= Timothy Speyer =

British actor

Timothy Speyer (born 4 May 1968 in Bromley, South East London) is a British actor, most notable for his stage work.

==Life and career==
Speyer trained at GSA (The Guildford School of Acting) and graduated in 1994 as winner of the Max Adrian Cup. He has since worked and toured, with appearances at virtually every regional touring theatre in the UK, as well as at The National Theatre, The RSC, Shakespeare's Globe and in London's West End. He has worked with the theatre director Sir Peter Hall, appearing in Hall's 2007 production of Pygmalion at the Theatre Royal Bath and on tour (with Tim Pigott-Smith), his 2008 production of The Vortex at the Apollo Theatre in the West End (with Felicity Kendal) and, most recently, in his 2010 production of A Midsummer Night's Dream at the Rose Theatre Kingston (with Judi Dench). Later that year he joined the cast of the Olivier award-winning West End production of The 39 Steps at the Criterion Theatre, for which he was voted "Best featured Actor in a Play" in the first ever Broadway World West End Theatre Awards.

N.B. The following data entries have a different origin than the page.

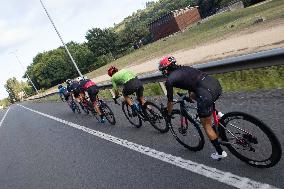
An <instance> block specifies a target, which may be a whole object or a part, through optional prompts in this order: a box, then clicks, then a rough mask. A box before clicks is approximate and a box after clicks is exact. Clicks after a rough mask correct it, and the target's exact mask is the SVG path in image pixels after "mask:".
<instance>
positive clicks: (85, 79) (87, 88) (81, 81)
mask: <svg viewBox="0 0 284 189" xmlns="http://www.w3.org/2000/svg"><path fill="white" fill-rule="evenodd" d="M79 85H80V86H79V87H80V90H81V91H86V90H88V88H90V87H92V86H96V84H95V83H94V82H93V81H92V80H90V79H84V80H81V81H80V83H79Z"/></svg>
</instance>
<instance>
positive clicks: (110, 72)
mask: <svg viewBox="0 0 284 189" xmlns="http://www.w3.org/2000/svg"><path fill="white" fill-rule="evenodd" d="M117 71H118V69H117V68H116V67H114V66H111V67H110V68H109V69H108V71H107V74H108V75H109V76H110V77H112V75H113V74H115V73H116V72H117Z"/></svg>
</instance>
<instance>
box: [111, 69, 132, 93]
mask: <svg viewBox="0 0 284 189" xmlns="http://www.w3.org/2000/svg"><path fill="white" fill-rule="evenodd" d="M135 77H136V75H135V74H134V73H133V72H131V71H129V70H125V69H122V70H120V71H118V72H116V73H115V74H113V76H112V77H111V82H112V86H113V88H114V89H117V86H118V85H124V84H125V83H126V82H127V81H129V80H131V79H133V78H135Z"/></svg>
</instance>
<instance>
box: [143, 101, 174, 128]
mask: <svg viewBox="0 0 284 189" xmlns="http://www.w3.org/2000/svg"><path fill="white" fill-rule="evenodd" d="M144 107H145V109H144V110H143V111H144V114H145V116H146V117H147V118H148V121H149V122H150V124H151V125H152V126H153V127H154V128H155V129H157V130H158V131H160V132H161V133H166V132H168V131H169V126H168V124H167V123H166V120H165V119H164V116H163V115H162V112H161V109H160V107H159V106H157V105H156V104H155V103H153V102H150V101H147V102H145V104H144Z"/></svg>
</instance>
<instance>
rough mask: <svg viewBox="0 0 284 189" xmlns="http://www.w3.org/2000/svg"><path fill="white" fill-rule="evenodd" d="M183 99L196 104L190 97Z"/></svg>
mask: <svg viewBox="0 0 284 189" xmlns="http://www.w3.org/2000/svg"><path fill="white" fill-rule="evenodd" d="M183 99H184V100H185V101H187V102H189V103H194V101H193V100H192V99H191V98H190V97H188V96H186V97H184V98H183Z"/></svg>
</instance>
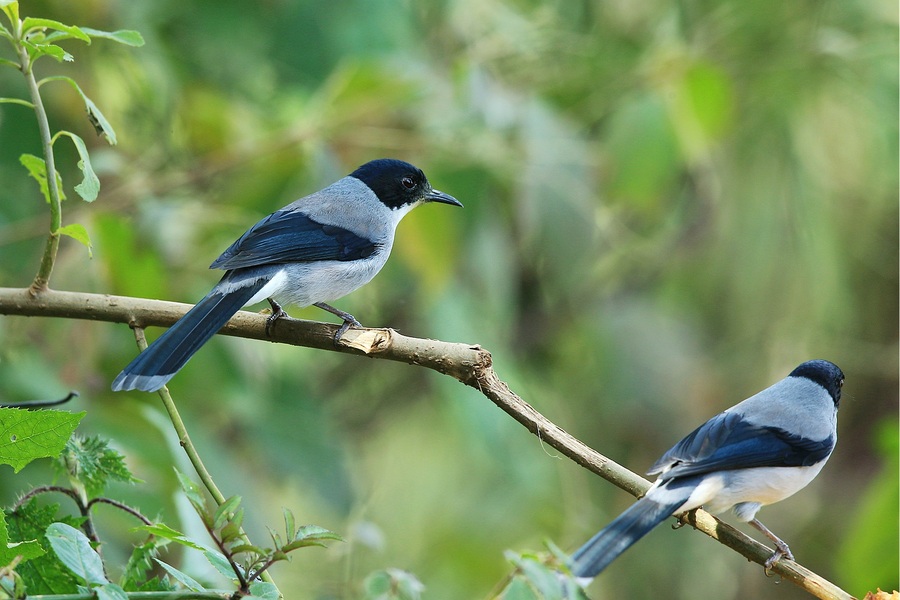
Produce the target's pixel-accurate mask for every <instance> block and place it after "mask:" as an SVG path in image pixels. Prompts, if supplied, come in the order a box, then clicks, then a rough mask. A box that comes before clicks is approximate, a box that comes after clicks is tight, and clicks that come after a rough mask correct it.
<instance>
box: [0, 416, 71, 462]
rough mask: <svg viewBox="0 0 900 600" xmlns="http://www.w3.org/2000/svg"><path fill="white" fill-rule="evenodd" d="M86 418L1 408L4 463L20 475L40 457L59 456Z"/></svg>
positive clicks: (0, 428) (0, 430)
mask: <svg viewBox="0 0 900 600" xmlns="http://www.w3.org/2000/svg"><path fill="white" fill-rule="evenodd" d="M84 415H85V413H84V412H80V413H76V414H72V413H70V412H65V411H61V410H39V411H30V410H22V409H17V408H0V464H8V465H11V466H12V468H13V469H14V470H15V471H16V472H17V473H18V472H19V471H20V470H22V467H24V466H25V465H27V464H28V463H30V462H31V461H32V460H34V459H36V458H47V457H56V456H57V455H59V453H60V452H61V451H62V449H63V447H65V445H66V441H67V440H68V439H69V437H70V436H71V435H72V432H73V431H75V428H76V427H77V426H78V423H79V422H80V421H81V419H82V418H83V417H84Z"/></svg>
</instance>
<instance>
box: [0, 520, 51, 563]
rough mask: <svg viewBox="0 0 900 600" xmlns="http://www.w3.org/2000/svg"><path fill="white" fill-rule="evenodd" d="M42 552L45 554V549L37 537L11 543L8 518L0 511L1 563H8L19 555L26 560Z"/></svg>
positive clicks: (22, 558)
mask: <svg viewBox="0 0 900 600" xmlns="http://www.w3.org/2000/svg"><path fill="white" fill-rule="evenodd" d="M42 554H44V549H43V548H42V547H41V544H40V542H38V541H37V539H32V540H27V541H24V542H12V543H10V541H9V530H8V529H7V526H6V518H5V515H4V514H3V512H0V565H8V564H9V563H11V562H12V561H13V560H14V559H15V558H16V557H17V556H21V557H22V560H23V561H26V560H31V559H32V558H37V557H38V556H41V555H42Z"/></svg>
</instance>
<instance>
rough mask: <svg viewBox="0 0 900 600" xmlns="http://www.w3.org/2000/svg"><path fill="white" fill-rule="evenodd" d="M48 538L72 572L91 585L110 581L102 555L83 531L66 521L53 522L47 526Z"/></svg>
mask: <svg viewBox="0 0 900 600" xmlns="http://www.w3.org/2000/svg"><path fill="white" fill-rule="evenodd" d="M47 539H48V540H49V541H50V545H51V546H52V547H53V551H54V552H55V553H56V556H58V557H59V560H61V561H62V563H63V564H64V565H66V567H67V568H68V569H69V570H70V571H72V573H74V574H75V575H77V576H78V577H80V578H81V579H83V580H84V581H86V582H87V583H88V584H91V585H101V584H104V583H109V580H108V579H107V578H106V575H105V574H104V572H103V562H102V561H101V560H100V555H99V554H97V552H96V551H95V550H94V549H93V548H91V542H90V540H89V539H87V536H86V535H84V533H83V532H82V531H80V530H78V529H75V528H74V527H72V526H71V525H66V524H65V523H53V524H51V525H50V527H48V528H47Z"/></svg>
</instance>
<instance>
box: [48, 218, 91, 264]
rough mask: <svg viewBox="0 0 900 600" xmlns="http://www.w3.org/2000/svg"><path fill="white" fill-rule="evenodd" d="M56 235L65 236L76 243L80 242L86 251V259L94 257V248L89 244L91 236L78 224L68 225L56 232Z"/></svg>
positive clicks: (82, 226) (57, 230)
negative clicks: (87, 251) (64, 235)
mask: <svg viewBox="0 0 900 600" xmlns="http://www.w3.org/2000/svg"><path fill="white" fill-rule="evenodd" d="M56 233H58V234H60V235H65V236H67V237H70V238H72V239H73V240H76V241H78V242H81V243H82V244H83V245H84V246H85V247H86V248H87V249H88V257H90V258H93V257H94V246H93V244H91V236H90V235H88V232H87V229H85V228H84V225H81V224H80V223H70V224H69V225H64V226H62V227H60V228H59V229H57V230H56Z"/></svg>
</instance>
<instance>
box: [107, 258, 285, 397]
mask: <svg viewBox="0 0 900 600" xmlns="http://www.w3.org/2000/svg"><path fill="white" fill-rule="evenodd" d="M228 276H229V274H226V275H225V277H224V278H223V281H224V280H225V279H226V278H228ZM266 283H268V279H267V278H259V279H256V280H255V281H248V282H247V284H246V285H243V286H240V287H235V286H234V285H229V286H227V291H225V292H223V286H221V285H218V286H216V287H215V288H213V290H212V291H211V292H210V293H209V294H207V295H206V297H205V298H203V299H202V300H200V302H198V303H197V304H196V305H195V306H194V308H192V309H191V310H189V311H188V312H187V314H185V315H184V316H183V317H182V318H181V319H179V320H178V321H177V322H176V323H175V324H174V325H173V326H172V327H170V328H169V329H168V330H167V331H166V332H165V333H163V334H162V335H161V336H160V337H159V338H157V340H156V341H154V342H153V343H152V344H151V345H150V347H149V348H147V349H146V350H145V351H143V352H141V353H140V354H139V355H138V356H137V357H136V358H135V359H134V360H133V361H131V362H130V363H129V364H128V366H126V367H125V368H124V369H122V372H121V373H119V374H118V376H116V378H115V380H114V381H113V383H112V389H113V391H115V392H118V391H123V390H135V389H137V390H143V391H145V392H153V391H156V390H158V389H159V388H161V387H162V386H164V385H165V384H166V383H167V382H168V381H169V380H170V379H171V378H172V377H174V376H175V373H177V372H178V371H179V370H180V369H181V368H182V367H183V366H184V365H185V363H187V361H188V360H190V358H191V357H192V356H193V355H194V353H195V352H196V351H197V350H199V349H200V346H202V345H203V344H205V343H206V342H207V340H209V338H211V337H212V336H214V335H215V334H216V333H217V332H218V331H219V330H220V329H221V328H222V326H223V325H225V323H227V322H228V320H229V319H230V318H231V317H233V316H234V314H235V313H236V312H237V311H239V310H240V309H241V308H242V307H243V306H244V305H245V304H246V303H247V302H248V301H249V300H250V299H251V298H252V297H253V295H254V294H256V293H257V292H258V291H259V290H260V289H262V288H263V286H265V284H266Z"/></svg>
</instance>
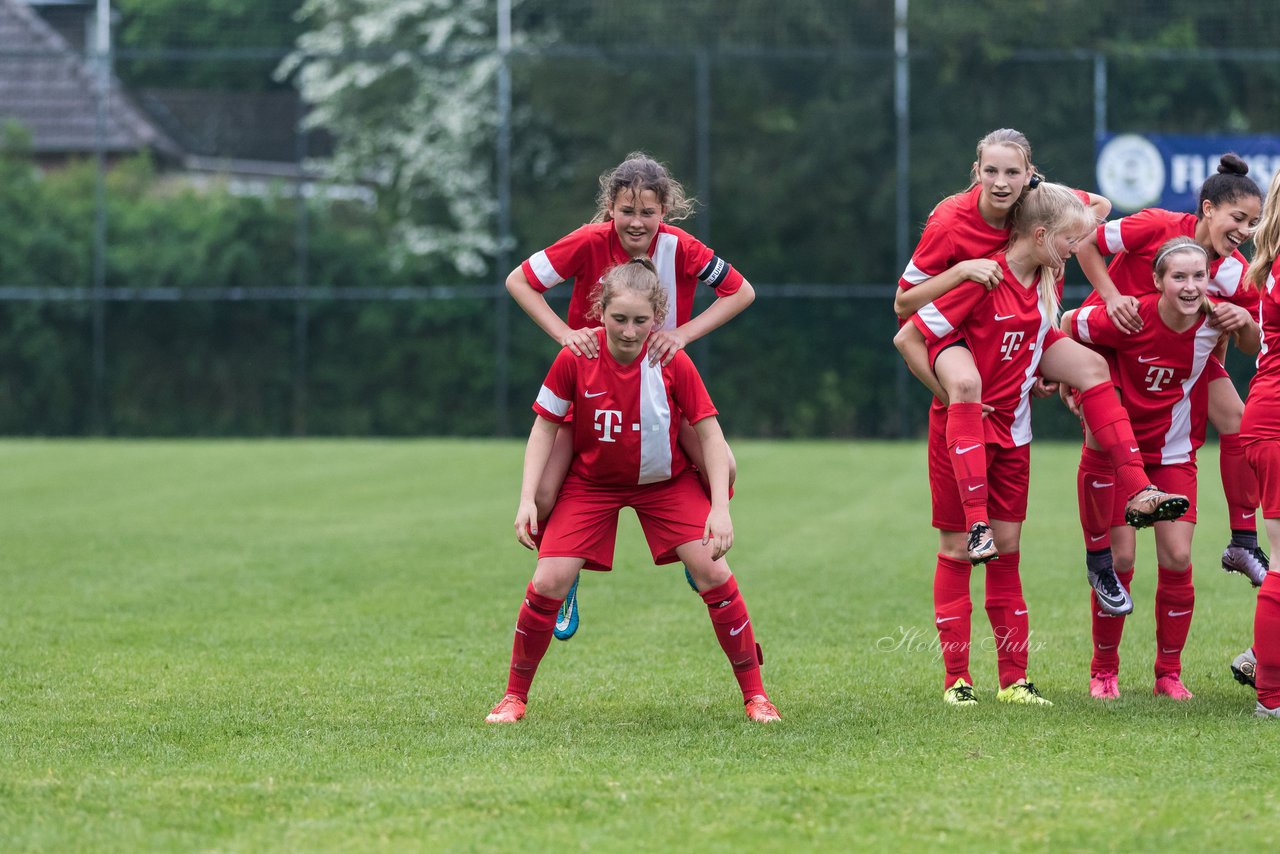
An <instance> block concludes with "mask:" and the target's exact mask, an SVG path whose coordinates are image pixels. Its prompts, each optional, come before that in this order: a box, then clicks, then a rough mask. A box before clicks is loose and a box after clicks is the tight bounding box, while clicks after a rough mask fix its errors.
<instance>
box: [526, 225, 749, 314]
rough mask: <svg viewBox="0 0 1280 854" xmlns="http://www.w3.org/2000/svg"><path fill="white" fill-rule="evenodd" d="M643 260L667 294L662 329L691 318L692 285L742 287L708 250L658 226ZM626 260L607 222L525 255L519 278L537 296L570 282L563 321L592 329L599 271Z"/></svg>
mask: <svg viewBox="0 0 1280 854" xmlns="http://www.w3.org/2000/svg"><path fill="white" fill-rule="evenodd" d="M649 257H650V259H653V265H654V268H657V270H658V280H660V282H662V287H663V288H666V291H667V306H668V312H667V320H666V323H664V324H663V326H662V328H663V329H675V328H676V326H680V325H684V324H686V323H689V319H690V318H691V316H692V314H694V293H695V291H696V289H698V283H699V282H701V283H704V284H708V286H710V287H712V288H714V289H716V294H717V296H721V297H727V296H731V294H733V293H737V289H739V288H741V287H742V274H741V273H739V271H737V270H735V269H733V268H732V266H731V265H730V264H728V262H727V261H724V260H723V259H721V257H719V256H718V255H716V254H714V252H712V251H710V250H709V248H708V247H707V246H704V245H703V243H701V242H700V241H698V238H695V237H694V236H692V234H690V233H687V232H685V230H681V229H678V228H676V227H675V225H667V224H666V223H660V224H659V225H658V234H657V236H654V238H653V243H652V245H650V246H649ZM630 260H631V256H630V255H628V254H627V251H626V250H623V248H622V243H621V242H620V241H618V233H617V230H614V228H613V223H611V222H604V223H590V224H588V225H582V227H581V228H579V229H576V230H573V232H571V233H568V234H566V236H564V237H562V238H559V239H558V241H556V242H554V243H553V245H550V246H549V247H547V248H545V250H543V251H540V252H535V254H534V255H531V256H529V259H527V260H525V261H524V262H522V264H521V265H520V266H521V269H522V270H524V271H525V278H526V279H527V280H529V283H530V284H531V286H532V287H534V288H535V289H536V291H539V292H547V291H548V289H549V288H553V287H556V286H557V284H559V283H561V282H564V280H566V279H573V293H572V296H571V297H570V303H568V316H567V318H566V323H568V325H570V328H572V329H586V328H590V326H598V325H599V321H596V320H588V319H586V312H588V311H589V310H590V307H591V306H590V297H591V289H593V288H594V287H595V284H596V283H598V282H599V280H600V277H602V275H604V271H605V270H608V269H609V268H611V266H614V265H617V264H626V262H627V261H630Z"/></svg>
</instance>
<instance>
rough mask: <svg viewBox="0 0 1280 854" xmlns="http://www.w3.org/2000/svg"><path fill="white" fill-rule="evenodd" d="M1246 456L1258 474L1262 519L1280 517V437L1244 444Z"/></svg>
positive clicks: (1251, 442)
mask: <svg viewBox="0 0 1280 854" xmlns="http://www.w3.org/2000/svg"><path fill="white" fill-rule="evenodd" d="M1244 458H1245V460H1248V461H1249V465H1251V466H1252V467H1253V472H1254V474H1256V475H1257V476H1258V498H1260V499H1261V503H1262V519H1280V439H1256V440H1254V442H1251V443H1248V444H1247V446H1244Z"/></svg>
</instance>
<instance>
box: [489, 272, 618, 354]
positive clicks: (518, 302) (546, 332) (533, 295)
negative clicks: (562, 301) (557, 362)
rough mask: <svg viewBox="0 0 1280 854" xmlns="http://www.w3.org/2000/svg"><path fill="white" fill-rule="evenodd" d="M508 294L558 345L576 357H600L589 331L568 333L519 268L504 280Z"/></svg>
mask: <svg viewBox="0 0 1280 854" xmlns="http://www.w3.org/2000/svg"><path fill="white" fill-rule="evenodd" d="M507 293H509V294H511V298H512V300H515V301H516V305H518V306H520V307H521V309H524V310H525V314H527V315H529V316H530V318H531V319H532V321H534V323H536V324H538V328H539V329H541V330H543V332H545V333H547V334H548V335H550V337H552V341H554V342H556V343H557V344H559V346H561V347H568V348H570V350H571V351H572V352H573V355H575V356H586V357H589V359H595V357H596V356H599V352H598V351H599V342H598V341H596V338H595V333H594V332H593V330H590V329H571V328H570V325H568V324H567V323H564V321H563V320H561V319H559V315H558V314H556V312H554V311H553V310H552V307H550V306H549V305H548V303H547V297H545V296H543V293H541V292H539V291H536V289H535V288H534V286H531V284H529V279H526V278H525V271H524V270H522V269H521V268H518V266H517V268H516V269H515V270H512V271H511V275H508V277H507Z"/></svg>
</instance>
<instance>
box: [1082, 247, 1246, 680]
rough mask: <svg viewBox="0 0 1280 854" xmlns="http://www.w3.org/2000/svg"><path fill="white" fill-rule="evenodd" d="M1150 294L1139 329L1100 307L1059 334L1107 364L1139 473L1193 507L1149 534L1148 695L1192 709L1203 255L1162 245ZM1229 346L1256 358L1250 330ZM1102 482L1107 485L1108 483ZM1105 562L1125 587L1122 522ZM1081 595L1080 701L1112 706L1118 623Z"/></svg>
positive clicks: (1119, 615) (1114, 539) (1111, 522)
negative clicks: (1150, 658)
mask: <svg viewBox="0 0 1280 854" xmlns="http://www.w3.org/2000/svg"><path fill="white" fill-rule="evenodd" d="M1152 268H1153V275H1155V287H1156V293H1148V294H1144V296H1142V297H1139V298H1138V305H1137V316H1138V319H1139V320H1140V321H1142V323H1140V328H1139V329H1138V330H1137V332H1133V333H1125V332H1124V330H1121V329H1120V326H1119V325H1116V321H1115V319H1112V318H1111V316H1110V315H1108V314H1107V311H1106V309H1105V307H1103V306H1101V305H1087V306H1084V307H1082V309H1078V310H1075V311H1069V312H1066V315H1065V316H1064V318H1062V328H1064V330H1066V333H1068V334H1070V335H1071V337H1073V338H1075V339H1078V341H1082V342H1084V343H1088V344H1092V346H1094V347H1098V348H1101V350H1102V351H1103V352H1105V353H1108V355H1110V357H1111V365H1114V367H1115V371H1114V375H1115V376H1116V384H1117V388H1119V389H1120V399H1121V401H1123V402H1124V407H1125V410H1126V411H1128V412H1129V419H1130V421H1132V423H1133V431H1134V435H1135V437H1137V439H1138V447H1139V448H1140V449H1142V457H1143V462H1144V463H1146V466H1147V472H1148V474H1149V475H1151V478H1152V480H1153V481H1155V483H1156V485H1158V487H1160V488H1161V489H1165V490H1169V492H1176V493H1184V494H1187V495H1188V497H1189V498H1190V501H1192V506H1190V508H1189V510H1188V511H1187V513H1185V515H1183V517H1181V519H1178V520H1174V521H1162V522H1157V524H1156V561H1157V574H1158V575H1157V581H1156V684H1155V694H1156V695H1160V697H1170V698H1174V699H1178V700H1189V699H1192V693H1190V691H1189V690H1187V686H1185V685H1183V681H1181V650H1183V647H1184V645H1185V643H1187V634H1188V631H1189V629H1190V622H1192V613H1193V611H1194V607H1196V589H1194V586H1193V583H1192V561H1190V554H1192V534H1193V533H1194V530H1196V449H1197V448H1198V447H1199V446H1202V444H1203V443H1204V421H1206V414H1207V410H1208V389H1207V385H1208V382H1207V379H1206V378H1207V374H1208V371H1207V370H1206V369H1207V366H1208V362H1210V360H1211V359H1212V353H1213V351H1215V350H1217V347H1219V343H1220V339H1221V338H1222V334H1221V332H1220V330H1219V329H1217V328H1216V326H1213V325H1211V324H1210V318H1212V316H1213V305H1212V302H1211V301H1210V300H1208V297H1207V291H1208V252H1207V251H1206V250H1204V247H1202V246H1201V245H1199V243H1197V242H1196V241H1194V239H1193V238H1190V237H1175V238H1174V239H1171V241H1166V242H1165V243H1164V246H1161V247H1160V250H1158V251H1157V252H1156V255H1155V257H1153V260H1152ZM1235 337H1236V344H1238V346H1239V347H1240V350H1243V351H1245V352H1257V347H1258V326H1257V324H1254V323H1252V321H1251V323H1248V324H1247V325H1245V326H1243V328H1242V329H1239V330H1238V332H1236V333H1235ZM1107 476H1110V475H1107ZM1110 534H1111V554H1112V560H1114V570H1115V572H1116V575H1117V576H1119V581H1120V583H1121V584H1123V585H1124V586H1125V589H1128V588H1129V585H1130V581H1132V580H1133V567H1134V552H1135V545H1137V544H1135V536H1134V533H1133V530H1132V529H1129V528H1125V526H1124V522H1123V520H1121V519H1116V517H1112V520H1111V531H1110ZM1094 595H1096V594H1091V595H1089V612H1091V613H1092V615H1093V616H1092V622H1093V661H1092V663H1091V666H1089V676H1091V679H1089V693H1091V694H1092V695H1093V697H1096V698H1098V699H1116V698H1119V697H1120V686H1119V673H1120V638H1121V635H1123V632H1124V622H1125V617H1124V615H1117V613H1108V612H1107V611H1103V609H1102V608H1101V607H1098V606H1097V604H1096V603H1094Z"/></svg>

In 2011 he joined the Royal Shakespeare Company for their 50th Anniversary season, appearing in three plays; Cardenio (Shakespeare's lost play re-imagined), The City Madam and A Midsummer Night's Dream. The 2011 Stratford season officially opened the newly reconstructed Royal Shakespeare Theatre in Stratford-Upon-Avon. In early 2012 he is to make his debut at The National Theatre on London's South Bank, appearing as Sir Charles Marlow in She Stoops to Conquer by Oliver Goldsmith.

Other theatre credits include: The Merry Wives of Windsor at Shakespeare's Globe, Great Expectations at The Manchester Library Theatre and Pygmalion at the 2009 Hong Kong Arts Festival(with Rachael Stirling).

Speyer's television/film appearances include: the BBC series The Impressions Show with Culshaw and Stephenson, Shakespeare Unlocked (BBC), The Hutton Enquiry (BBC), Wind up TV (BBC), The Clap (Break Thru Film), Mystery Man (ITV), Crime Monthly Casebook (ITV / London Weekend), Londoners (Besta Film), The Exchange (BBC), Blue Peter (BBC), Newsnight(BBC) and The Hanging Tree Channel 4, as well as appearances in television commercials. In September 2022, he portrayed Colin Brewer in an episode of the BBC soap opera Doctors.